Wilder J A, Yuan D
University of Texas Southwestern Medical Center, Department of Pathology, Dallas 75235, USA.
Int Immunol. 1995 Apr;7(4):575-82. doi: 10.1093/intimm/7.4.575.
We have previously reported that large, presumably in vivo activated, B cells stimulate murine natural killer (NK) cells to secrete increased levels of IFN-gamma. In order to further understand the mechanism of IFN-gamma induction, we compared the regulation of IFN-gamma mRNA production after stimulation of NK cells with either B lymphocytes or phorbol myristate acetate (PMA)+ionomycin. Here we show that stimulation of NK cells by either stimuli results increase in IFN-gamma mRNA, albeit with different kinetics. Although the induction requires new RNA synthesis, we could not detect increased transcription of the IFN-gamma gene after stimulation. Measurement of the rate of mRNA degradation after IFN-gamma mRNA has accumulated demonstrates that this mRNA is more stable than IFN-gamma mRNA from unstimulated NK cells. Together, these results suggest that the increase in IFN-gamma mRNA and protein in NK cells, stimulated by B cells or PMA+ionomycin, results from stabilization of pre-existing IFN-gamma message. Our results also suggest that induction of the factor which stabilizes the mRNA, although as yet unknown, requires new RNA synthesis.

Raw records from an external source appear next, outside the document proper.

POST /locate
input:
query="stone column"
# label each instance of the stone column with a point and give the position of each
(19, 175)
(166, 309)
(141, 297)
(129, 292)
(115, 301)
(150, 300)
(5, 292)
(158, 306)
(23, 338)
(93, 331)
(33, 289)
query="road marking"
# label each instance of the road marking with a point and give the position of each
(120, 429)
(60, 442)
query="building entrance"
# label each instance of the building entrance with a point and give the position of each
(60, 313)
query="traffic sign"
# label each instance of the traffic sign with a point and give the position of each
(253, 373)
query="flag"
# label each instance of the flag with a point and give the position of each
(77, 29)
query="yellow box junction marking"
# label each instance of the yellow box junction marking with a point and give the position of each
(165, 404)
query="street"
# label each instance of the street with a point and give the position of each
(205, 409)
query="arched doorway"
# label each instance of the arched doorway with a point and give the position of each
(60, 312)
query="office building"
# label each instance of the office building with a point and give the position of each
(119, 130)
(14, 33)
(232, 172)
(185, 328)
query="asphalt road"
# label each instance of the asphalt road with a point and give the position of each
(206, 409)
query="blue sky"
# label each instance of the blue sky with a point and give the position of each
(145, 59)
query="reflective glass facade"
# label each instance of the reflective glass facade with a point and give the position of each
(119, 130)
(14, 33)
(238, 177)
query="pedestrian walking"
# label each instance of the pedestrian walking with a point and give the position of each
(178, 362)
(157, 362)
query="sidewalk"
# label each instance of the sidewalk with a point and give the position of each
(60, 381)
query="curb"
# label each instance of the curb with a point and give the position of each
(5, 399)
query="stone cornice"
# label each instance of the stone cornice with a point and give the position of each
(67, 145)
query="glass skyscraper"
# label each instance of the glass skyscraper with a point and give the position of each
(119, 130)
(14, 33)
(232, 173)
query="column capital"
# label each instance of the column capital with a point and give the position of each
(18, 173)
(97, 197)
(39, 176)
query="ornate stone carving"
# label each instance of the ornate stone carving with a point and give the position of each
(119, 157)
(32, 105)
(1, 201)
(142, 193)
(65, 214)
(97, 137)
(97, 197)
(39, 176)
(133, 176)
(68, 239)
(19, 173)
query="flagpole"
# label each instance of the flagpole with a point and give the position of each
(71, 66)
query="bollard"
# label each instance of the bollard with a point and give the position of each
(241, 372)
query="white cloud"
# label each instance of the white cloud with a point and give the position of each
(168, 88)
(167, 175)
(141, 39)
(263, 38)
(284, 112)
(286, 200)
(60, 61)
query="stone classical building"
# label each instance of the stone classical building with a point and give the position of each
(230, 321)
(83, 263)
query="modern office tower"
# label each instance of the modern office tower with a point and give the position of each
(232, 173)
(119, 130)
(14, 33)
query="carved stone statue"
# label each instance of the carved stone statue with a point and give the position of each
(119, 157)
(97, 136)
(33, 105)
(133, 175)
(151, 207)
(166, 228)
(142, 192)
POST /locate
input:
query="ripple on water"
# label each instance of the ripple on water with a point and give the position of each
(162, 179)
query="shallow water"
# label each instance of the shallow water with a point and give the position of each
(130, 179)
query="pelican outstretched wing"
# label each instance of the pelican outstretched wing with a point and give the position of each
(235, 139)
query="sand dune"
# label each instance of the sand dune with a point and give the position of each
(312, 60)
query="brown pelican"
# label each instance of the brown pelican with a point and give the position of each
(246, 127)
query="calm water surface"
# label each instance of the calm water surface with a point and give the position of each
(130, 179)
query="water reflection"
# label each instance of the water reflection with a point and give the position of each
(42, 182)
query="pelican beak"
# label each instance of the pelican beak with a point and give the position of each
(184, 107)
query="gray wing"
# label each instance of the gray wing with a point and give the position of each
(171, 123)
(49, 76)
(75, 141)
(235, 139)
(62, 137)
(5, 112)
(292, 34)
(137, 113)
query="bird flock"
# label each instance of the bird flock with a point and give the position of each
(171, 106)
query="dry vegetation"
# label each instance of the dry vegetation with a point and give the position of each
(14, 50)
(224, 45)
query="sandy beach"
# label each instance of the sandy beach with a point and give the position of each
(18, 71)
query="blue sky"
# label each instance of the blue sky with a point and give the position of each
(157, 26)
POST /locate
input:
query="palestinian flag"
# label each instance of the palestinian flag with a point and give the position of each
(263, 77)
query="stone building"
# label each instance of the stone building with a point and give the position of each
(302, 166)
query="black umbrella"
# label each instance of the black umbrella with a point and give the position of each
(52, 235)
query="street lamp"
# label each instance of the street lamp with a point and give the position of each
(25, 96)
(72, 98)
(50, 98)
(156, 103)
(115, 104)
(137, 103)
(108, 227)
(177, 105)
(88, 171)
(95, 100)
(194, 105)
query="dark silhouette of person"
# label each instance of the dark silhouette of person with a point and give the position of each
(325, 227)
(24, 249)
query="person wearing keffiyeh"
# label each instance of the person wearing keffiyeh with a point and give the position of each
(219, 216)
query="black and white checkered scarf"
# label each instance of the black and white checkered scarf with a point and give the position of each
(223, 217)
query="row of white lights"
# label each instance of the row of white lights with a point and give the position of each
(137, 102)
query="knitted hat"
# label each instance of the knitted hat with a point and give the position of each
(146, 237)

我们之前报道过,大型的、可能在体内被激活的B细胞会刺激小鼠自然杀伤(NK)细胞分泌更高水平的干扰素-γ。为了进一步了解干扰素-γ诱导的机制,我们比较了用B淋巴细胞或佛波酯肉豆蔻酸酯(PMA)+离子霉素刺激NK细胞后干扰素-γ mRNA产生的调控情况。在此我们表明,两种刺激物刺激NK细胞均会导致干扰素-γ mRNA增加,尽管动力学不同。虽然诱导需要新的RNA合成,但我们在刺激后未检测到干扰素-γ基因转录增加。在干扰素-γ mRNA积累后测量mRNA降解速率表明,这种mRNA比未刺激的NK细胞产生的干扰素-γ mRNA更稳定。总之,这些结果表明,B细胞或PMA+离子霉素刺激的NK细胞中干扰素-γ mRNA和蛋白质的增加是由于已有干扰素-γ信使的稳定化。我们的结果还表明,稳定mRNA的因子的诱导,尽管目前尚不清楚,但需要新的RNA合成。